Seems like the fun hobbies are the expensive ones! :blink:


----------



## tonyvdb (Sep 5, 2007)

Just dont spend alot of money on expensive HDMI cables. its a known fact that there is no difference in the quality of the cable.


----------



## Bob in St. Louis (Oct 21, 2006)

Exactly.
Specifically, the "big name found in the chain stores" (not to name names.....).

GE and Philips each sell a steel braided, clear plastic coated (it looks "audiophile") HDMI cord for a VERY reasonable price. I've got each and am very happy with them. I've also got a 25' cable I bought from Oppo many years ago that was an insane $30 that I love. It's a big fat thick cable that runs to my projector.


----------



## tonyvdb (Sep 5, 2007)

Monoprice is another great place to get them dirt cheep


----------



## Peter Loeser (Aug 11, 2012)

tonyvdb said:


> Monoprice is another great place to get them dirt cheep


I've had good results with HDMI cables (among lots of other things) from Monoprice.


----------



## Peter Loeser (Aug 11, 2012)

Just a quick follow-up to my issue. I only experience the "banding" effect on certain still images. I remember this happening with my HTPC (i.e. desktop wallpaper, etc.). It also happens on some of the menus on my OPPO Blu-ray player, but I'm not able to get it to occur during video playback (including DVD and Blu-ray).

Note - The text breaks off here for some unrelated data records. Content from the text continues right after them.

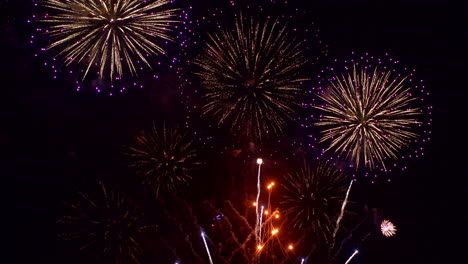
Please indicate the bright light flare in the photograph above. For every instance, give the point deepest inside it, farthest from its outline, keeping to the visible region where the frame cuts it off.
(275, 231)
(388, 228)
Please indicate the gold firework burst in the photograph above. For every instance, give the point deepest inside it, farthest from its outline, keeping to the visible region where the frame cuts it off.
(109, 36)
(251, 77)
(368, 115)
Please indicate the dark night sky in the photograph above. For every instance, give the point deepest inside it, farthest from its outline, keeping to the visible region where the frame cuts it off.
(49, 134)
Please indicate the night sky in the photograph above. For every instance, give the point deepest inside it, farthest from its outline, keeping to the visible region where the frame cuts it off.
(53, 139)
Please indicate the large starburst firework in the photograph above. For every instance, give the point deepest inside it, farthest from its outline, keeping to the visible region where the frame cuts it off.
(370, 114)
(111, 38)
(165, 158)
(107, 223)
(251, 77)
(387, 228)
(313, 196)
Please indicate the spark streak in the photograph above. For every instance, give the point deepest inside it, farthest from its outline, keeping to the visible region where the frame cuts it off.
(206, 246)
(341, 214)
(352, 256)
(257, 225)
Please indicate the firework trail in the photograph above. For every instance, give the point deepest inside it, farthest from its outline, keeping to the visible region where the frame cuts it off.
(206, 246)
(258, 219)
(352, 256)
(251, 77)
(112, 38)
(337, 226)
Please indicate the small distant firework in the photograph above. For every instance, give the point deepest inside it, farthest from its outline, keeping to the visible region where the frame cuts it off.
(388, 228)
(313, 196)
(113, 39)
(251, 77)
(372, 112)
(107, 222)
(165, 158)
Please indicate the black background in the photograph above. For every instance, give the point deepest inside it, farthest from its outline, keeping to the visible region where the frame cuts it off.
(52, 138)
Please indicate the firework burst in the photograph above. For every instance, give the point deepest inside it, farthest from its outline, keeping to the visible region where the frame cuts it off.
(251, 77)
(371, 113)
(112, 39)
(387, 228)
(108, 222)
(313, 197)
(165, 158)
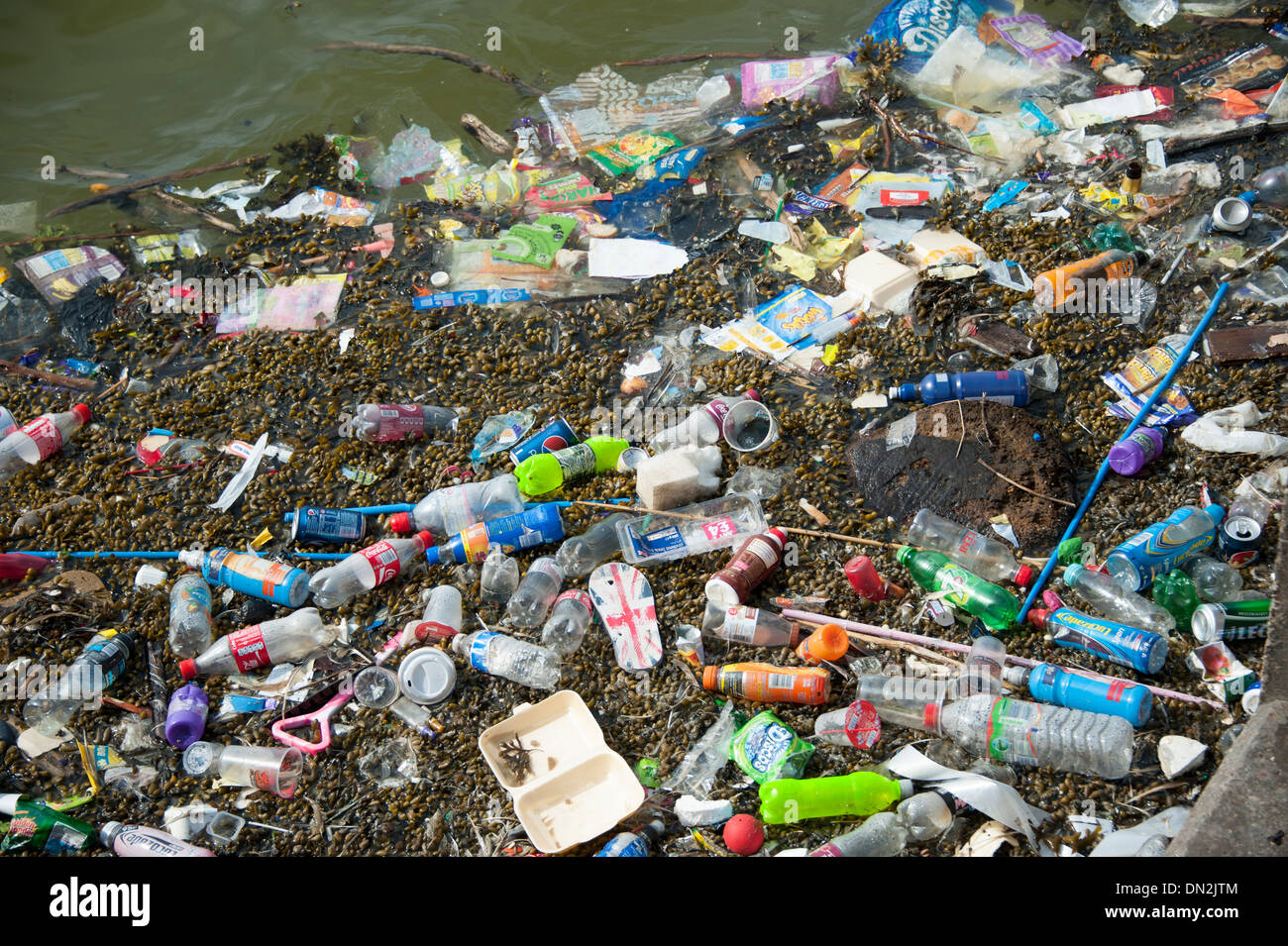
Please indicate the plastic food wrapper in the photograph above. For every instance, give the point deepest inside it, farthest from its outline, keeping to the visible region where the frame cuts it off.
(992, 798)
(767, 749)
(811, 77)
(307, 304)
(1172, 408)
(59, 274)
(921, 26)
(632, 150)
(1227, 431)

Like I said, it never bothered me enough to pay close attention to it. It seems like a matter of still image resolution or software rendering of said images in some cases. Of interest, the OPPO lets me view photos stored on my network, and I did not notice the banding effect on any of those.


----------



## Bob in St. Louis (Oct 21, 2006)

Gotcha. Yea, if it's not bothering you, then you're in good shape.
Like you said, it can be seen in still images, but where I see it the most is in a scene where there's a sunrise, like a time lapse, and you can watch the banding "bloom" on the screen.


----------



## Peter Loeser (Aug 11, 2012)

Bob in St. Louis said:


> but where I see it the most is in a scene where there's a sunrise, like a time lapse, and you can watch the banding "bloom" on the screen.


Yes that's exactly what I was imagining too - and tried playing back those types of scenes the other night but did not notice and banding effects. I think this may have been something I noticed while running an HTPC in my setup, but never messed around with. It appears to be limited to static backgrounds on the UI menus in the case of my OPPO Blu-ray player.


----------



## Bob in St. Louis (Oct 21, 2006)

I tried to contact H/K tech support asking them if a firmware update would have the ability to change HDMI versions to a more recent ("higher") version. 
It's been a few days, and despite their advertised one day response time, it appears I'm not going to get one.

Anybody know if it's possible?

Bob


----------



## Peter Loeser (Aug 11, 2012)

I could be wrong, but I think some of the added features for HDMI 1.4 require hardware updates.


----------



## lcaillo (May 2, 2006)

Banding is almost always a lack of bit depth in the source, but can be a problem in displays or processors. It occurs because there is insufficient resolution of brightness and you get steps instead of a smooth ramp of brightness. It can also be introduced in scaling and compression processes.


----------